The church of the Archangel Michael at Kavalariana: art and society on fourteenth-century Venetian-dominated Crete

Lymberopoulou, Angeliki (2006). The church of the Archangel Michael at Kavalariana: art and society on fourteenth-century Venetian-dominated Crete. London, UK: Pindar Press.

URL: http://www.pindarpress.co.uk/catalogue/byzantine/l...

Abstract

During this period, Crete was perhaps the most important Venetian stronghold in the Mediterranean. The traditional view that there was little cultural interaction between the native Greek Orthodox population and the Venetian colonists has recently been cast in doubt. From the early fourteenth century onwards, the two ethnically and religiously different inhabitants of Crete formed in fact a hybrid society, and Cretan artistic development reflects this progress.
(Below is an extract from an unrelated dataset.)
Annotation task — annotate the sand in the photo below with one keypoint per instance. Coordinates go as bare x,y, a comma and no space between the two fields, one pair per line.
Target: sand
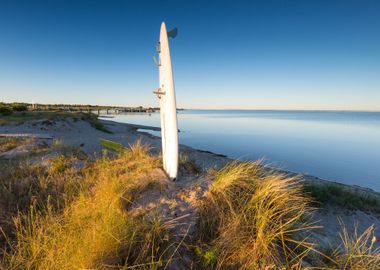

The book focuses as a case study on the church of the Archangel Michael at Kavalariana. This is a small church in the village of Kavalariana on the south-western part of the island. It is dated by a dedicatory inscription to the year 1327/28. The conservative iconographic programme of the wall paintings inside the church consists of seventeen religious scenes and thirty-three isolated saintly figures. As the paintings are signed Ioannis, they have been attributed to the prolific fourteenth-century Cretan artist Ioannis Pagomenos. A close examination of the style and comparisons with Pagomenos’ oeuvre suggest, however, that Ioannis of Kavalariana was a separate artist with an identity of his own. A unique feature of the Kavalariana cycle is the pro-Venetian inscription which, in combination with the fourteen portraits of the donors that appear in the church, forms an important witness to Venetian/Cretan cultural interaction.